My brilliant colleague Jacob Stanley has finally released his property-testing library, Hedgehog. You can grab it right now on Hackage.
I've been using Hedgehog's predecessor, Jack, for several months, and have come to rely on it for quick quality assurance. Since I've had the benefit of this extended technical preview, I thought I'd spend a few words on the ways this little library has improved my working conditions.
This post will largely concerned with retraversing property-testing basics using Hedgehog, such that a beginner or QuickCheck user can get started reasonably quickly and understand why things are the way they are. Eventually, I'll get to a more detailed post about using Hedgehog to test a typed programming language.
Hedgehog is ideal for complex generators. It has allowed me to fly by the seat of my pants, identifying capture bugs, colossal mistakes in the type checker, broken map merges, mistakes with code generation, and parser / pretty-printer ambiguities. In my opinion, it greatly improves the ergonomics of property testing, and is worth considering over existing alternatives.
If you're not familiar with property testing, now's a great time to learn. The idea is pretty simple: rather than writing unit tests, which apply some predicate to predefined points in the state space, we simply write a random generator for all good inputs, take a large sample, and apply the predicate to the entire sample.
Here's a Hedgehog version of the Hello World of property testing: reversing a list twice should produce the original list.
import qualified Data.List as List
import Hedgehog
import qualified Hedgehog.Gen as Gen
import qualified Hedgehog.Range as Range
genIntList :: Monad m => Gen m [Int]
genIntList =
let listLength = Range.linear 0 100000
in Gen.list listLength Gen.enumBounded
prop_reverse :: Property
prop_reverse =
property $ do
xs <- forAll genIntList
List.reverse (List.reverse xs) === xs
We generate a list of Int
, where the list has anywhere from 0 to 100000 elements, and each Int
lies somewhere between that type's minBound
and maxBound
as defined by the Enum
class. So, INT_MIN
and INT_MAX
. We can run this property with the check
function:
λ> check prop_reverse
✓ prop_reverse passed 100 tests.
Although it takes some practice, property testing is an effective and cheap way to gain confidence that your program works.

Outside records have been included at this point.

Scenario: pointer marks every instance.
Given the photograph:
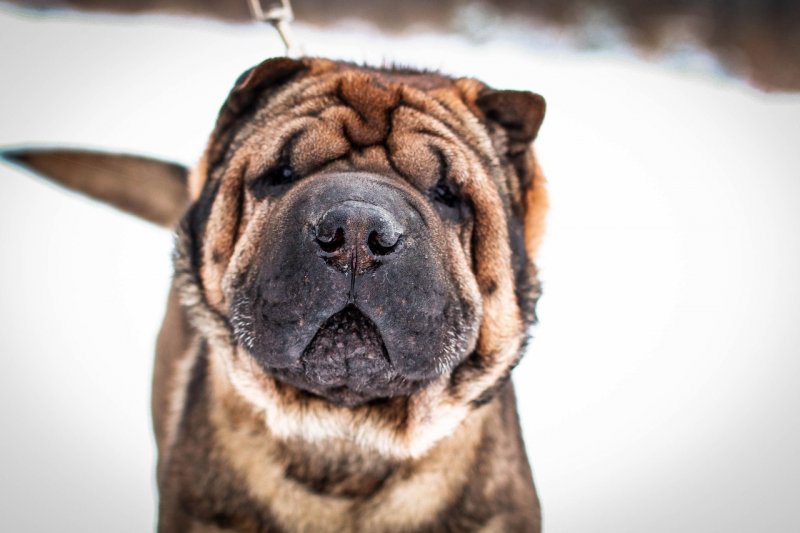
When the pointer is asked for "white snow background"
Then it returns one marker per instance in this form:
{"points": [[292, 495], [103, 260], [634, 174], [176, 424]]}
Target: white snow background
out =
{"points": [[661, 391]]}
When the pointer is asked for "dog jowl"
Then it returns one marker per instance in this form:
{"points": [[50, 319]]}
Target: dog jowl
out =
{"points": [[354, 279]]}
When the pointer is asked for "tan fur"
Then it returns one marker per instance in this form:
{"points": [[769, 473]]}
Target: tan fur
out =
{"points": [[242, 451]]}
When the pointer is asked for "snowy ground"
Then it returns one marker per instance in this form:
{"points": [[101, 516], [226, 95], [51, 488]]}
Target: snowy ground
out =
{"points": [[661, 391]]}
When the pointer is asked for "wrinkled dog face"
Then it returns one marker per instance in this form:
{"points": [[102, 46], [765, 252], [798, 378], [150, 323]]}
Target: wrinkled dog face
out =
{"points": [[358, 228]]}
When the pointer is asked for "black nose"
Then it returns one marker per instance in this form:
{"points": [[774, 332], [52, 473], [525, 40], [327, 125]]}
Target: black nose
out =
{"points": [[357, 234]]}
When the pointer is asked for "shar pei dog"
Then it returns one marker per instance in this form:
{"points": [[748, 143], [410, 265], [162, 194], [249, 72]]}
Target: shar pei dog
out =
{"points": [[354, 280]]}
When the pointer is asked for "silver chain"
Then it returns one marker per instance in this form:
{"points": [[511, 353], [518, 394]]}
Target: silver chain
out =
{"points": [[279, 14]]}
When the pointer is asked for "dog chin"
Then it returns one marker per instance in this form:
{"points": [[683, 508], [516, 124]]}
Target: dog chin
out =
{"points": [[347, 363]]}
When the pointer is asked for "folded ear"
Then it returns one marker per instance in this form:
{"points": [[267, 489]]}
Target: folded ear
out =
{"points": [[147, 188], [519, 113]]}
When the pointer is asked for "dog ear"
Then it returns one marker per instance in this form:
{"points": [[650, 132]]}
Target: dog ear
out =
{"points": [[147, 188]]}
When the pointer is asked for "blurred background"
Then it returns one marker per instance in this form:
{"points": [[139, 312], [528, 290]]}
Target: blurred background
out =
{"points": [[660, 392]]}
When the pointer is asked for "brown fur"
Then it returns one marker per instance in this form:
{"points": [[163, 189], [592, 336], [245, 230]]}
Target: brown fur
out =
{"points": [[242, 451]]}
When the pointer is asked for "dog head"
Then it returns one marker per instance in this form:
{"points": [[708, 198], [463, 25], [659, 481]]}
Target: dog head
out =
{"points": [[358, 247]]}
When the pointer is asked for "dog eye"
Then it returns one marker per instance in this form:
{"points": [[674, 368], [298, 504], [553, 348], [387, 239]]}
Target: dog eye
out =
{"points": [[449, 202], [444, 194], [272, 180], [279, 174]]}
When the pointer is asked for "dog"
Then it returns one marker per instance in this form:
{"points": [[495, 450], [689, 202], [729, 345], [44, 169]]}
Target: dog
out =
{"points": [[354, 280]]}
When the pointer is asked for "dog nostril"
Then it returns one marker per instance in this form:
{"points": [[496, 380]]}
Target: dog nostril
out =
{"points": [[380, 244], [331, 243]]}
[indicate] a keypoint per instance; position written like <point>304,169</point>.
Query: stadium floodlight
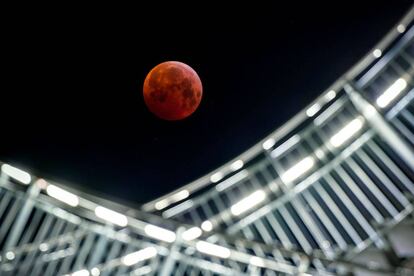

When a property fails, the generated value becomes a counterexample, and it must be communicated to the operator. Since it came from a random generator, though, it is likely to be a colossal and inane example. Printing it to standard output and handing it off to the operator immediately is going to ruin their life for the next few hours.
For this reason, most property-testing libraries will include some notion of shrinking, a deterministic search that reduces the counterexample until the property stops failing. The user only sees the smallest counterexample.
In Hedgehog, a reasonably good1 shrink function is constructed for free alongside every generator. Shrink functions are coupled with every generator, and a lazy tree of all possible shrinks is constructed alongside each generated value. Shrinking is then little more than traversing the tree. This is Hedgehog's theoretical point of difference from QuickCheck, though it also differs in a few practical ways.
Let's play to my strengths here and write a piece of bad code, to demonstrate how genIntList
shrinks. My bad code will be a subtly broken implementation of reverse
. We can test it against an oracle function that we know to be correct, List.reverse
.
-- Drops an element somewhere around the middle of the list.
fauxReverse :: [a] -> [a]
fauxReverse xs =
let sx = List.reverse xs
mp = length xs `div` 2
(as, bs) = List.splitAt mp sx
in as <> List.drop 1 bs
prop_fauxReverse :: Property
prop_fauxReverse =
property $ do
xs <- forAll genIntList
fauxReverse xs === List.reverse xs
Recall that genIntList
has a linear Range
from 0 to 100000 for its length, and the elements are generated using enumBounded
, which uses a Range
from minBound
to maxBound
. When this property inevitably fails, we'd expect to see this information used to inform the counterexample search, and indeed we do:
λ> check prop_fauxReverse
✗ <interactive> failed after 2 tests and 11 shrinks.
┏━━ Hedge.hs ━━━
30 ┃ prop_fauxReverse :: Property
31 ┃ prop_fauxReverse =
32 ┃ property $ do
33 ┃ xs <- forAll genIntList
┃ │ [ -9223372036854775808 ]
34 ┃ fauxReverse xs === List.reverse xs
┃ ^^^^^^^^^^^^^^^^^^^^^^^^^^^^^^^^^^
┃ │ Failed (- lhs =/= + rhs)
┃ │ - []
┃ │ + [ -9223372036854775808 ]
This failure can be reproduced by running:
> recheck (Size 1) (Seed 6043815965182080260 5082204861531945465) <property>
False
λ> minBound :: Int
-9223372036854775808
Generators made out of Hedgehog.Range
are constructive; Range
contains enough information to generate a correct value every time, and each Range implies a shrink step and gradient. Ranges are good!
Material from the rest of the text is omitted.